Hoe voeren we dit verbeterplan uit en waar staan we?

Het realiseren van al deze doelstellingen kost veel tijd en ook geld. Voor de financiering ervan heeft SCN subsidies aangevraagd bij verschillende instanties.  ZonMw (een Nederlandse organisatie voor gezondheidsonderzoek en zorginnovatie) en VEZN (Versterking Eerste lijn Zuid-Nederland) waren beiden enthousiast over de plannen van SCN en hebben zodoende een subsidie verstrekt waardoor we ons verbeterplan in de regio Nijmegen verder kunnen ontwikkelen, toetsen en implementeren.

Wat hebben we al gedaan?

  • Onderzoek afdeling Klant, Markt en Innovatie(KMI) van het Canisius Wilhelmina  Ziekenhuis (CWZ)naar de tevredenheid van zorgvragers over de schouderzorg:  Wat vinden patiënten belangrijk van belang en wat zijn hun ervaringen? Dit hebben we meegenomen in de werkwijze. 
  • Ontwikkeling van een ketendatabase waarmee de resultaten van de SCN-werkwijze voor zorgvragers en zorgverleners aangetoond kunnen worden: hoge patiënttevredenheid, verbeterde uitkomsten in functioneren van de patiënten  en minder onnodige verwijzing voor aanvullend onderzoek en ziekenhuis. Met deze database kunnen we de resultaten continu meten,  bijsturen en op die manier de kwaliteit van de schouderzorg borgen.
  • Huisartsenscholing ‘Do’s and don’ts rondom schouderklachten’ georganiseerd voor 50 huisartsen. Hierbij  is de SCN-visie en -werkwijze uitgelegd en is aandacht  geweest voor inhoudelijke kennis, communicatie en afstemming van verwijsbeleid.  Een volgende scholing staat reeds gepland.
  • Scholing ‘Zinnige schouderzorg’ voor fysiotherapeuten is georganiseerd. Er zijn  28 schouderfysiotherapeuten geschoold in de SCN-werkwijze in de regio Nijmegen. 
  • SCN heeft een symposium georganiseerd voor zorgverleners en betrokkenen in de regio, met als doel meer professionals te betrekken bij de werkwijze van SCN en om uiteindelijk samen te werken.

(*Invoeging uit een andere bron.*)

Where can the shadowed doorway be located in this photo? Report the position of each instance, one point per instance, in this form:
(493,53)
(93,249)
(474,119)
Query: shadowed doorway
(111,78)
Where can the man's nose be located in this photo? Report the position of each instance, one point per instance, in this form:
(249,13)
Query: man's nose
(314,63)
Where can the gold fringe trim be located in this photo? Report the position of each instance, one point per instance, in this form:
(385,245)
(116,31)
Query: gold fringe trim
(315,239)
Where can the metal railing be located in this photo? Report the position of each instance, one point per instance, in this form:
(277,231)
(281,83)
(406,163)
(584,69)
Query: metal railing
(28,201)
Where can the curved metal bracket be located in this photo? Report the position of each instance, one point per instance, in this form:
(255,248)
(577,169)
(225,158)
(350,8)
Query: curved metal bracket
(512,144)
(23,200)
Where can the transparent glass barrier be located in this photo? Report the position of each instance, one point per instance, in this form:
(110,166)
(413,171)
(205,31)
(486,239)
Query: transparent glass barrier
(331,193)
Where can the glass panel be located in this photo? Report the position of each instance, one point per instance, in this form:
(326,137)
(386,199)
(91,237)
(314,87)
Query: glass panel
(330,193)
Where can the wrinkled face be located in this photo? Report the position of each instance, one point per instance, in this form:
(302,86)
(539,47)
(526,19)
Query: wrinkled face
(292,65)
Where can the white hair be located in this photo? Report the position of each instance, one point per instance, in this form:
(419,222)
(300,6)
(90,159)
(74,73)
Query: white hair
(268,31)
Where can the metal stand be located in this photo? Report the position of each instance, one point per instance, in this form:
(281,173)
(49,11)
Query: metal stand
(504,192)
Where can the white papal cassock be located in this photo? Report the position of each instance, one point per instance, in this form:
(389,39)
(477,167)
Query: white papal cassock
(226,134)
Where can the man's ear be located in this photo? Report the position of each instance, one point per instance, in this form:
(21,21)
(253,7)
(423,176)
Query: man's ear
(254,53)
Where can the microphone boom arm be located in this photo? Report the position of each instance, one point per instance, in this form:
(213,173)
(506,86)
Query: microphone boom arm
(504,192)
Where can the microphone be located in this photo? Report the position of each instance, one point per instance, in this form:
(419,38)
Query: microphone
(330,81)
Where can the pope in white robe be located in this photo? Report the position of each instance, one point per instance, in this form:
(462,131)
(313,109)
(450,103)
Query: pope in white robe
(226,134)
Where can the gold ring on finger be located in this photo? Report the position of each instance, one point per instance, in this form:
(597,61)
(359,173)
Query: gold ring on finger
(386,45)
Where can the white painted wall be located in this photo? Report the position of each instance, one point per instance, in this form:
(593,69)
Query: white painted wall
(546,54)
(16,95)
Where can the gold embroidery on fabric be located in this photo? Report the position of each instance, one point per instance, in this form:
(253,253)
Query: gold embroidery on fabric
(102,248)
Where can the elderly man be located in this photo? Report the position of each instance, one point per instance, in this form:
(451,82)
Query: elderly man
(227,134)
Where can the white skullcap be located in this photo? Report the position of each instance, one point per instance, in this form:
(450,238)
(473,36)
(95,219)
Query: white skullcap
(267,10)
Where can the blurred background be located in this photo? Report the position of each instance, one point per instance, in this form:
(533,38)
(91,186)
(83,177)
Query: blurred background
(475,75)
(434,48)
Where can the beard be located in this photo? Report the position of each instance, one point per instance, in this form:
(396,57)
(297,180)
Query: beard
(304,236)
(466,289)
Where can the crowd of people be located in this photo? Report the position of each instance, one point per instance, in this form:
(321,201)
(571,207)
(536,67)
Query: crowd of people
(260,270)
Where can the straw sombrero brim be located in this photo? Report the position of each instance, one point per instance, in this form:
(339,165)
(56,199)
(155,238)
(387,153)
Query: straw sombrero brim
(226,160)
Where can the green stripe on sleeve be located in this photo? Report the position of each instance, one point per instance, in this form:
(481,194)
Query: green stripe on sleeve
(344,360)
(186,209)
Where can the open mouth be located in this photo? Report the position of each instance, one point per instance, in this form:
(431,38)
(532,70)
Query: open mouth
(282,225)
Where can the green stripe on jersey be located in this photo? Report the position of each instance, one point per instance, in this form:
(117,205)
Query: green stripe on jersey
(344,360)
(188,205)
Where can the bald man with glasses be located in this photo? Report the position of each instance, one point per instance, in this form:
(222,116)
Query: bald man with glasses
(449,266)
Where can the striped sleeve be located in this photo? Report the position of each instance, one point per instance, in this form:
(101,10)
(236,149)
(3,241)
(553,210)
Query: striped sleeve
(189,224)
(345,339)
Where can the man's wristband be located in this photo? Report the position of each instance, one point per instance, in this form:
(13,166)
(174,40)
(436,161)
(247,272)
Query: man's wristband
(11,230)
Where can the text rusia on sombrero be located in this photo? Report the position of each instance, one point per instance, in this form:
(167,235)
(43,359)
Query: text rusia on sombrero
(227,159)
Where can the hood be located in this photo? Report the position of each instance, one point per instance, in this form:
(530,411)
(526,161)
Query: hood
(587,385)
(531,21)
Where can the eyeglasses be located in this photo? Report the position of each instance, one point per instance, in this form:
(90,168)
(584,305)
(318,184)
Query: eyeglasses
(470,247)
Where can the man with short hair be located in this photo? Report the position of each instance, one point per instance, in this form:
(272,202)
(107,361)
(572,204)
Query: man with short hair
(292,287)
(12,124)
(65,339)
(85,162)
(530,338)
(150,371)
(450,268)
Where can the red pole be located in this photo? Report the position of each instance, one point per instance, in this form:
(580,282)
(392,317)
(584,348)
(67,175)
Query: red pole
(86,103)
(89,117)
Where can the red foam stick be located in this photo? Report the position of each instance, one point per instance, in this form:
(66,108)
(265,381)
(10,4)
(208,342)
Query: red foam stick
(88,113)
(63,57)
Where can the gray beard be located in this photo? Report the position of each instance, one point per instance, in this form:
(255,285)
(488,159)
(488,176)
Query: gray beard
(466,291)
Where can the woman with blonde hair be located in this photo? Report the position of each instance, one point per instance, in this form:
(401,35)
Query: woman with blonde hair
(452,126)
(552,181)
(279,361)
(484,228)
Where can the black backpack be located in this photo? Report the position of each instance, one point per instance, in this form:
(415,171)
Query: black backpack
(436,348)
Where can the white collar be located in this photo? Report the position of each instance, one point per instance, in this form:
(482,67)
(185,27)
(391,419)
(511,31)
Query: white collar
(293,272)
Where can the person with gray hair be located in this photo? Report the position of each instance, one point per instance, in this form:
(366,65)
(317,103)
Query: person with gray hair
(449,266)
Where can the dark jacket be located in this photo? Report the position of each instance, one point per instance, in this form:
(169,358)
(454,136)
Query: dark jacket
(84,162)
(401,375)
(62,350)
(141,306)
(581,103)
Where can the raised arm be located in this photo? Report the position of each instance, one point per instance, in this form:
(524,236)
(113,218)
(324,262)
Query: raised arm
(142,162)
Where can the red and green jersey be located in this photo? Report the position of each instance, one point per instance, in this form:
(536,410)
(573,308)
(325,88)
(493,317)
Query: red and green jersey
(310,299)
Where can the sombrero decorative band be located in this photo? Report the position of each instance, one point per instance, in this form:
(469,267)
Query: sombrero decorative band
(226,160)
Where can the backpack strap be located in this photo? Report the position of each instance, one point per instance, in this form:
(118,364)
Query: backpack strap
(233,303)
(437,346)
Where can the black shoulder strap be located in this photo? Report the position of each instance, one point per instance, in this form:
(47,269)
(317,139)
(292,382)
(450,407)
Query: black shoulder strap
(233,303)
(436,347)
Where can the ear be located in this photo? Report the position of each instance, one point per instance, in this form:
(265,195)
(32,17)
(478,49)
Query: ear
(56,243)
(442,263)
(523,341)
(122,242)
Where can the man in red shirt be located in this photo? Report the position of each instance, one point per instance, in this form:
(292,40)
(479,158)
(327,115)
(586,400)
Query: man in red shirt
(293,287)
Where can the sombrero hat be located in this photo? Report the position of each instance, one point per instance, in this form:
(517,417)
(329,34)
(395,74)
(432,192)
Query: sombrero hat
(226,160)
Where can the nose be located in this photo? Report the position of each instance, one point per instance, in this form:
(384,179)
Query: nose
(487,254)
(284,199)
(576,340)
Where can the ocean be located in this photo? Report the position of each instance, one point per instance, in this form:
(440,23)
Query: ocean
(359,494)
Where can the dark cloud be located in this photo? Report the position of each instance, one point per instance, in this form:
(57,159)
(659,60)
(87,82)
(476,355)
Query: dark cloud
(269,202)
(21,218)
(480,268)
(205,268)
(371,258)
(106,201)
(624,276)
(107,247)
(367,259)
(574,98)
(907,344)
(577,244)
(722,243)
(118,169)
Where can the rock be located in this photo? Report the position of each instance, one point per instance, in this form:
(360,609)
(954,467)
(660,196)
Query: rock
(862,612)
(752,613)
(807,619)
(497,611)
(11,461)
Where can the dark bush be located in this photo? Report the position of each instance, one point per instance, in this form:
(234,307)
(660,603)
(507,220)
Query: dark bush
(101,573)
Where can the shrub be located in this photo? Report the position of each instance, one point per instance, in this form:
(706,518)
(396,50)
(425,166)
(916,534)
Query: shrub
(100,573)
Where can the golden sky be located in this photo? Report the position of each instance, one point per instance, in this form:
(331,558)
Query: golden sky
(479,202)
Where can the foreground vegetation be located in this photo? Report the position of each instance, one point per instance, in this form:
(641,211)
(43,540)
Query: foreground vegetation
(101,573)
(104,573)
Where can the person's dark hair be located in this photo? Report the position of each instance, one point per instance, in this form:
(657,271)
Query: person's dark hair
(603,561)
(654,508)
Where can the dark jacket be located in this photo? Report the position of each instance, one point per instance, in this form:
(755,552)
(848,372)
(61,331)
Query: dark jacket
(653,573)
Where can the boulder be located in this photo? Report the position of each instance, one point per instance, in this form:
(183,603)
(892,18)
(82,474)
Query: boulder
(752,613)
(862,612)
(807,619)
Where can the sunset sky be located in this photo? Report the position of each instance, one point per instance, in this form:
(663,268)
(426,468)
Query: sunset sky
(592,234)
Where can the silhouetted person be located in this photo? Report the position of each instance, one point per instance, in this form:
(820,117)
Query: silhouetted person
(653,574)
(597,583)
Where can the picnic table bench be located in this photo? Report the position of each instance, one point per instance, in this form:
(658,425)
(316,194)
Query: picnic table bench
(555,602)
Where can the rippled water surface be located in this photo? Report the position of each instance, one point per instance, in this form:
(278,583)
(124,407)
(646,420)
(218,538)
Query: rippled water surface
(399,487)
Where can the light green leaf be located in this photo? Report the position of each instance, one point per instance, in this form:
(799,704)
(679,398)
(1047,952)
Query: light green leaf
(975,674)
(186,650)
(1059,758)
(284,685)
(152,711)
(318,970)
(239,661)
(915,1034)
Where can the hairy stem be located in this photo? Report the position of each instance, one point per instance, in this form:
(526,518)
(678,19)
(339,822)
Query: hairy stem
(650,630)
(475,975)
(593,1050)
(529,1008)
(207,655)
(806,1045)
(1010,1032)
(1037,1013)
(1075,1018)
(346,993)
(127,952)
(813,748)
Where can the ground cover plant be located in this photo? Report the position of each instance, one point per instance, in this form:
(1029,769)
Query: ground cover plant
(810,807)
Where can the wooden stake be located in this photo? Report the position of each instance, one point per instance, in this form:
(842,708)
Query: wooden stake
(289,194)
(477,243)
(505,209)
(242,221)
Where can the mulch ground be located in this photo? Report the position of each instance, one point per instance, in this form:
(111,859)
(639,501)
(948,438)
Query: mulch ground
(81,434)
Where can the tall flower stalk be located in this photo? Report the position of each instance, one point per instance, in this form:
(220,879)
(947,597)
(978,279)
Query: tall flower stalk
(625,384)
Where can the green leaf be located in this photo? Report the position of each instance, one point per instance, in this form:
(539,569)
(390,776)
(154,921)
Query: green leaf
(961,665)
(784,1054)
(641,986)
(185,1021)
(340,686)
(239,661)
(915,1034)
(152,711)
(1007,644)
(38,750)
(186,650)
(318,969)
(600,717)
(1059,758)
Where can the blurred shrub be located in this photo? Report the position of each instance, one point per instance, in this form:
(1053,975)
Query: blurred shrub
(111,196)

Behandelresultaten tot nu toe

Inmiddels hebben we van bijna 1500 zorgvragers met schouderklachten de resultaten in onze ketendatabase.  Daarvan is 95 % tevreden en geeft 90 % aan een aanzienlijke vermindering in pijn en verbetering in functioneren te ervaren. We zien dat veruit de meeste patiënten (90%) in de eerste lijn, veelal zonder aanvullende diagnostiek met goede resultaten kunnen worden behandeld.

Ook de patiënten die wel op onze indicatie voor aanvullend onderzoek door de huisarts of orthopeed  worden verwezen, geven achteraf aan hierover tevreden te zijn. Bij hen was de indicatie tot verwijzing terecht gesteld en daarmee waren zij snel op de juiste plek voor de beste behandeling.